Ecologists Uncover Blind Spots in Computer Vision Models for Retrieving Wildlife Images

Try Taking a Picture of Each of North America’s 11,000 Tree Species: An Automated Research Assistant

Try taking a picture of each of North America’s roughly 11,000 tree species, and you’ll have a mere fraction of the millions of photos within nature image datasets. These massive collections of snapshots – ranging from butterflies to humpback whales – are a great research tool for ecologists because they provide evidence of organisms’ unique behaviors, rare conditions, migration patterns, and responses to pollution and other forms of climate change.

Automated Research Assistant: The Future of Nature Research

While comprehensive, nature image datasets aren’t yet as useful as they could be. It’s time-consuming to search these databases and retrieve the images most relevant to your hypothesis. You’d be better off with an automated research assistant – or perhaps artificial intelligence systems called multimodal vision language models (VLMs). They’re trained on both text and images, making it easier for them to pinpoint finer details, like the specific trees in the background of a photo.

How Well Can VLMs Assist Nature Researchers with Image Retrieval?

A team from MIT’s Computer Science and Artificial Intelligence Laboratory (CSAIL), University College London, iNaturalist, and elsewhere designed a performance test to find out. Each VLM’s task: locate and reorganize the most relevant results within the team’s "INQUIRE" dataset, composed of 5 million wildlife pictures and 250 search prompts from ecologists and other biodiversity experts.

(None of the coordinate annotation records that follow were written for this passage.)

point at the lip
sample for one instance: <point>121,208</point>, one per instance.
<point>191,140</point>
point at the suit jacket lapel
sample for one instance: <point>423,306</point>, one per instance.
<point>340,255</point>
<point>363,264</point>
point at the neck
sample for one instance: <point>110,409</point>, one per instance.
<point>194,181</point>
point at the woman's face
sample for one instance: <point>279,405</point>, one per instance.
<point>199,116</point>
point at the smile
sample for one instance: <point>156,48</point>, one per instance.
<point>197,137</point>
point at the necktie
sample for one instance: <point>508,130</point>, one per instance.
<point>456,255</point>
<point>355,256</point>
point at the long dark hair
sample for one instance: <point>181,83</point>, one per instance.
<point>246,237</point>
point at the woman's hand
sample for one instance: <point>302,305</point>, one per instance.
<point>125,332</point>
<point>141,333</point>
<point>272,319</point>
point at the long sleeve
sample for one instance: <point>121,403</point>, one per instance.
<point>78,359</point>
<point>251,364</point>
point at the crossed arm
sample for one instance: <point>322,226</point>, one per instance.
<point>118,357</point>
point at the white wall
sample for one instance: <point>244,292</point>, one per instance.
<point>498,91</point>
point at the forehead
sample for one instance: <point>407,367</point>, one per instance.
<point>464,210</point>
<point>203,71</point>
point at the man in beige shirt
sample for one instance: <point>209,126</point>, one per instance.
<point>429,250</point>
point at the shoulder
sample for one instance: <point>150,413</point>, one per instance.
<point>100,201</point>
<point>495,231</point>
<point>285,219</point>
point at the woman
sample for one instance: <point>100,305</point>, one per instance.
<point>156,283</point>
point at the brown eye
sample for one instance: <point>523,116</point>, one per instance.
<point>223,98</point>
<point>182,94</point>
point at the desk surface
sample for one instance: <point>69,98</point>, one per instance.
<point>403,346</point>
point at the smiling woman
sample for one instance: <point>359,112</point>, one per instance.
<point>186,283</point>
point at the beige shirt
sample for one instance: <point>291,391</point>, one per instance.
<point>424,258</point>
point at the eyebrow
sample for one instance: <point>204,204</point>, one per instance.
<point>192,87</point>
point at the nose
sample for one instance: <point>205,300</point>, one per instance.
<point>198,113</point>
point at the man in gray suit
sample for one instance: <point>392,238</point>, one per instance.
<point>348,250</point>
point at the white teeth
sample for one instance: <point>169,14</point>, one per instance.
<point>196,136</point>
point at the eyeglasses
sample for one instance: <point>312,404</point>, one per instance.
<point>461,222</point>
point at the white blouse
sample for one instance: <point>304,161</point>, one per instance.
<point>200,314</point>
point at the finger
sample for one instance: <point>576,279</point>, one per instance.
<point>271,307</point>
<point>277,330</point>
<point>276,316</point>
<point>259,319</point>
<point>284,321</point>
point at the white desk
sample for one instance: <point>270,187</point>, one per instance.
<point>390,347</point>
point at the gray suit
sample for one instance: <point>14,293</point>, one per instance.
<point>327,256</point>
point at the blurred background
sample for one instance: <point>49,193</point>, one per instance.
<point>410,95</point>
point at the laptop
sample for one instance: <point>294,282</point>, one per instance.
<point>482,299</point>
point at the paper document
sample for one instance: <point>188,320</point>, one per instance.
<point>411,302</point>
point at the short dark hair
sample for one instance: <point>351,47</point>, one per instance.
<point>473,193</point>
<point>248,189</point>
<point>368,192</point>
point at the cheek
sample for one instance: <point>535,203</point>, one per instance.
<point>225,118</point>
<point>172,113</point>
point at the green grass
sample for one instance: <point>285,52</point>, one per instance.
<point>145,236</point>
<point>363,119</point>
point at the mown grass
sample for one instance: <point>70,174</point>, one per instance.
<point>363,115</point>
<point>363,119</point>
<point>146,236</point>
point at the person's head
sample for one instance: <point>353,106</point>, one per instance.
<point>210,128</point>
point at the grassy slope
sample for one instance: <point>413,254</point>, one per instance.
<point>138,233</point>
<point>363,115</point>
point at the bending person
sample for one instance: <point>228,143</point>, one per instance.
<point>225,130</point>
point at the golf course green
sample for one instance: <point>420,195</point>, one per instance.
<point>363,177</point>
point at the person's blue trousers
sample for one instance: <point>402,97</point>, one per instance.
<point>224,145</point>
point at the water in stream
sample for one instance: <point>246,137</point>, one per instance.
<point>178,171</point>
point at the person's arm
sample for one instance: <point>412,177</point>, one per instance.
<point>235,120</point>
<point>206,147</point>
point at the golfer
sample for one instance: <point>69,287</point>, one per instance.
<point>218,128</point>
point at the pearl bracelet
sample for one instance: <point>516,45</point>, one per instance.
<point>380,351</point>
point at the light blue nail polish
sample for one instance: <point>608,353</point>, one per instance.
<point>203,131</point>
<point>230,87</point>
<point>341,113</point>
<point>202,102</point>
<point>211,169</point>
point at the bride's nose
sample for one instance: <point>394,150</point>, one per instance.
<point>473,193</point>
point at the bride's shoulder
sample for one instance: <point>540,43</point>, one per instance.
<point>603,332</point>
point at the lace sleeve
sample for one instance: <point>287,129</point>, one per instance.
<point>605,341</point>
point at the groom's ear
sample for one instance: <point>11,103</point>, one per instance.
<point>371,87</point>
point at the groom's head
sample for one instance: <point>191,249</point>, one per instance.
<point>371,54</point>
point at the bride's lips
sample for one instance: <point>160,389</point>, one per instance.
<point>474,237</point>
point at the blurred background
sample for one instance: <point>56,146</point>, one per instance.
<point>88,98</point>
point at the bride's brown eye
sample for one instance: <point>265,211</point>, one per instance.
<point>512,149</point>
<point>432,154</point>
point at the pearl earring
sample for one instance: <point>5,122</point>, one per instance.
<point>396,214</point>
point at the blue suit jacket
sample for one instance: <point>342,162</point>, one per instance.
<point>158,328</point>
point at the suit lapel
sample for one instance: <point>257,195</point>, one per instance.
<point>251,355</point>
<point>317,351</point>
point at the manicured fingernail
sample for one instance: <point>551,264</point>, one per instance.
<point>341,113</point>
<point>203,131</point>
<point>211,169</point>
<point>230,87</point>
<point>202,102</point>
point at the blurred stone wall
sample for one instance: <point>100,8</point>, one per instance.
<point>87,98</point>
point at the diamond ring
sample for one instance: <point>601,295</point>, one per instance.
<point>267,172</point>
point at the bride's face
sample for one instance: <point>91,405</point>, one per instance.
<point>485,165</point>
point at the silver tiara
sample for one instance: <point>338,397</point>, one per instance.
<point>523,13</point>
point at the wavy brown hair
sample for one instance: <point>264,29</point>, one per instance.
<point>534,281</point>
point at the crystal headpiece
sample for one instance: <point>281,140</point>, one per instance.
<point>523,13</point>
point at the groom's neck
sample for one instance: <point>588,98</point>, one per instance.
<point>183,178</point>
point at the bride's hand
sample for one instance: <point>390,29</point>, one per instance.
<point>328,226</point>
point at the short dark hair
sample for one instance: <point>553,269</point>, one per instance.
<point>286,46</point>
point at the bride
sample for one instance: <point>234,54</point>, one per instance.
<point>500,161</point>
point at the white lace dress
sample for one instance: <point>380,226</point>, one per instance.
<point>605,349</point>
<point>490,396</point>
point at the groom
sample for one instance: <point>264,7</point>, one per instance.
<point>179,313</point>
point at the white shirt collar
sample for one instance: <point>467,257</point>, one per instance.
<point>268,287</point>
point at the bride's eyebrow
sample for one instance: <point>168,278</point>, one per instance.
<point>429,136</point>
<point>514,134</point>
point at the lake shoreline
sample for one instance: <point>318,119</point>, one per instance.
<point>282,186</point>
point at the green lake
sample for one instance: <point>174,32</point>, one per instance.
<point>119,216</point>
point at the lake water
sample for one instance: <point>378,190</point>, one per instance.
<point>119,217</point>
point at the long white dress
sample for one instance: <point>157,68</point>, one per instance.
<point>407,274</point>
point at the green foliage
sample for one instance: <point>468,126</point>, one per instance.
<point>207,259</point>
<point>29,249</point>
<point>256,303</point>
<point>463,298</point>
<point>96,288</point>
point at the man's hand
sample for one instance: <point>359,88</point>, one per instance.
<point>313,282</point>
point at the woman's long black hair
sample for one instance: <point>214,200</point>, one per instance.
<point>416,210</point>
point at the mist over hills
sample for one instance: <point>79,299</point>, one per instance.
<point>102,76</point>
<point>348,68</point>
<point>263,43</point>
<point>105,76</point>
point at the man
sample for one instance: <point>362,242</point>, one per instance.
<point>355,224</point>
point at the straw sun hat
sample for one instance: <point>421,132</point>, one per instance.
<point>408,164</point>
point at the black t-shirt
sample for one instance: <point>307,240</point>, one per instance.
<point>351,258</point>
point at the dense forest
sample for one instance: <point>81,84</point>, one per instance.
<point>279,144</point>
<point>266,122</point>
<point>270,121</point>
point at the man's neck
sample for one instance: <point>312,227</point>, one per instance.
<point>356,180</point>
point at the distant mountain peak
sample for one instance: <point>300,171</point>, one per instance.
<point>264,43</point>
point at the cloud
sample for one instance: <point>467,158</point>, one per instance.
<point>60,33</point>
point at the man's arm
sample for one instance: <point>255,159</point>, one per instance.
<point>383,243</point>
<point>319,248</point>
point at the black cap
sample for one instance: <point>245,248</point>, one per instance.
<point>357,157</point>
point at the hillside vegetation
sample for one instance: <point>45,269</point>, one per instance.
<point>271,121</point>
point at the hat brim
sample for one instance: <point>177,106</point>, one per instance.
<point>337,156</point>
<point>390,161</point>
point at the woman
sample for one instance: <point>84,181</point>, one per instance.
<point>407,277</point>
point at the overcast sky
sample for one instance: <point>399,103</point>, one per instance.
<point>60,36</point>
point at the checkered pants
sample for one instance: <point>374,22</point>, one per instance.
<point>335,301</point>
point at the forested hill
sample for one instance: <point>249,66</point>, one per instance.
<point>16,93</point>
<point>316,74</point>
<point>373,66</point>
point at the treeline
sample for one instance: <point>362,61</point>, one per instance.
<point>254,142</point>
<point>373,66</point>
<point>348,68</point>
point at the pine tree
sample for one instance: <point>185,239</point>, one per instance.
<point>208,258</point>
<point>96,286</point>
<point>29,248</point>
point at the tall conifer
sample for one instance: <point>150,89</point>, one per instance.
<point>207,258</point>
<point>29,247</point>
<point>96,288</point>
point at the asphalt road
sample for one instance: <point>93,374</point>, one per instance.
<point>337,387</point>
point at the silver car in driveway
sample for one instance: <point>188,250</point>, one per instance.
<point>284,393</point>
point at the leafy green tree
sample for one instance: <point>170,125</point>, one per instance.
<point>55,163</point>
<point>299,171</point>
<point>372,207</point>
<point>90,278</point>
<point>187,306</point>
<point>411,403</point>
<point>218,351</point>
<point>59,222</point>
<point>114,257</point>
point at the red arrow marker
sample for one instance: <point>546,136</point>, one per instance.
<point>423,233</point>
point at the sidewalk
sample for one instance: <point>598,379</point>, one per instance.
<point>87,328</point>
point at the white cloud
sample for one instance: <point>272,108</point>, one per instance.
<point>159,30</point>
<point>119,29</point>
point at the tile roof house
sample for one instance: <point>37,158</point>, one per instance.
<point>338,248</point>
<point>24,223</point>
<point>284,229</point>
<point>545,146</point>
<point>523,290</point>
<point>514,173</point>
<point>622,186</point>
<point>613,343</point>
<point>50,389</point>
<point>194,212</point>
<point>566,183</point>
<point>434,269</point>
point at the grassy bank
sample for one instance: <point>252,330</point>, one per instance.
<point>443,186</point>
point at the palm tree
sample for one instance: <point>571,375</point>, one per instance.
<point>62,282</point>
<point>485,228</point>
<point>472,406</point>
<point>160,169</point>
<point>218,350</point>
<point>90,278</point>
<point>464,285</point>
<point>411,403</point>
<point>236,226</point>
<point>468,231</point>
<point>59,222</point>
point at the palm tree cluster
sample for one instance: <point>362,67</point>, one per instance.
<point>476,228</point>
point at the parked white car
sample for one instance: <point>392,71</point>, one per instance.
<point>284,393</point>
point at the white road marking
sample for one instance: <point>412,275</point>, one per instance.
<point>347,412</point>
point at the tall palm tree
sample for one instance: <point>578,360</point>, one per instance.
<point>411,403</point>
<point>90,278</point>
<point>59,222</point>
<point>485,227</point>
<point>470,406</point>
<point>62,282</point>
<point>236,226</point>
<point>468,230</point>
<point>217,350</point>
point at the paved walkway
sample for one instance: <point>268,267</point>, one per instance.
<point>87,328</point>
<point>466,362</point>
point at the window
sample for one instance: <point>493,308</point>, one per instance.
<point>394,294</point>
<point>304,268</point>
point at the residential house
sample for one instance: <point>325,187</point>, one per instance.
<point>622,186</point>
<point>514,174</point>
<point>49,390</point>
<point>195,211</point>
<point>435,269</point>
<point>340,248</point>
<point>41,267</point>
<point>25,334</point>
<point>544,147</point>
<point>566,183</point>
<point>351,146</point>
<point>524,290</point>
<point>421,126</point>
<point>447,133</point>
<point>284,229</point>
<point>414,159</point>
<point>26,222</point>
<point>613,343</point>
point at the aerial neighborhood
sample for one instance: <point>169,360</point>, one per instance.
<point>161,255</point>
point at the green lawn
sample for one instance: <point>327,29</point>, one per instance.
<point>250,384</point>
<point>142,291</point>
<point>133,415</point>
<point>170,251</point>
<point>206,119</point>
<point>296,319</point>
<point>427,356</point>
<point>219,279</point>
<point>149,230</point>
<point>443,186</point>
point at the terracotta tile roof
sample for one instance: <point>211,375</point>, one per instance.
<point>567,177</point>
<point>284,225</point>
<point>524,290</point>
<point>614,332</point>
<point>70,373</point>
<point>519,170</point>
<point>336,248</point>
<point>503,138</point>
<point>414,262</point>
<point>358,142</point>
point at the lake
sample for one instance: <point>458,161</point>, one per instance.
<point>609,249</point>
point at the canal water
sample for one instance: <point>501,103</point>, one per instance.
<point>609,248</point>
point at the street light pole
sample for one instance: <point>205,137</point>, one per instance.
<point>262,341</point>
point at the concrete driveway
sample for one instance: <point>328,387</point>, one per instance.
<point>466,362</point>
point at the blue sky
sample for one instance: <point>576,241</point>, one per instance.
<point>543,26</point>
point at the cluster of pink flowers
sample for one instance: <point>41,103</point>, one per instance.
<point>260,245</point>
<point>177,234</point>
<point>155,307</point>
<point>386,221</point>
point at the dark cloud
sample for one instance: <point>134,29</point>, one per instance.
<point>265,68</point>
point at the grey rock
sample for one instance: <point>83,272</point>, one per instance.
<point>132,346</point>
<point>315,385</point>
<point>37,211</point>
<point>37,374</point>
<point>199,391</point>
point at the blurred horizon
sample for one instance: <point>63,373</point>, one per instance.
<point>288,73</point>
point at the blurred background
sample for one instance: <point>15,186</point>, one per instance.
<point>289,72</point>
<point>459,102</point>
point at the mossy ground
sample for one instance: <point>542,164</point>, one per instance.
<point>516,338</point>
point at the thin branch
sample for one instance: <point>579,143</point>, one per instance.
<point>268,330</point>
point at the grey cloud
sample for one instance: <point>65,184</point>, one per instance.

Looking for that Special Frog

In these evaluations, the researchers found that larger, more advanced VLMs, which are trained on far more data, can sometimes get researchers the results they want to see. The models performed reasonably well on straightforward queries about visual content, like identifying debris on a reef, but struggled significantly with queries requiring expert knowledge, like identifying specific biological conditions or behaviors. For example, VLMs somewhat easily uncovered examples of jellyfish on the beach, but struggled with more technical prompts like "axanthism in a green frog," a condition that limits their ability to make their skin yellow.

A Step Towards Better Research Assistants

The team’s findings indicate that the models need much more domain-specific training data to process difficult queries. MIT PhD student Edward Vendrow, a CSAIL affiliate who co-led work on the dataset in a new paper, believes that by familiarizing with more informative data, the VLMs could one day be great research assistants. "We want to build retrieval systems that find the exact results scientists seek when monitoring biodiversity and analyzing climate change," says Vendrow. "Multimodal models don’t quite understand more complex scientific language yet, but we believe that INQUIRE will be an important benchmark for tracking how they improve in comprehending scientific terminology and ultimately helping researchers automatically find the exact images they need."

Conclusion

The team’s experiments illustrated that larger models tended to be more effective for both simpler and more intricate searches due to their expansive training data. They first used the INQUIRE dataset to test if VLMs could narrow a pool of 5 million images to the top 100 most-relevant results (also known as "ranking"). For straightforward search queries like "a reef with manmade structures and debris," relatively large models like SigLIP found matching images, while smaller-sized CLIP models struggled.

Frequently Asked Questions

Q: How can VLMs assist nature researchers with image retrieval?
A: VLMs can help researchers locate and reorganize relevant results within massive nature image datasets, making it easier to find the exact images they need.

Q: How well can VLMs process difficult queries?
A: VLMs can struggle with queries requiring expert knowledge, like identifying specific biological conditions or behaviors.

Q: What is the future of VLMs in nature research?
A: The team aims to develop a query system to better help scientists and other curious minds find the images they actually want to see, and to improve the re-ranking system by augmenting current models to provide better results.

Inquiring Minds Want to See

The researchers are working with iNaturalist to develop a query system to better help scientists and other curious minds find the images they actually want to see. Their working demo allows users to filter searches by species, enabling quicker discovery of relevant results like, say, the diverse eye colors of cats.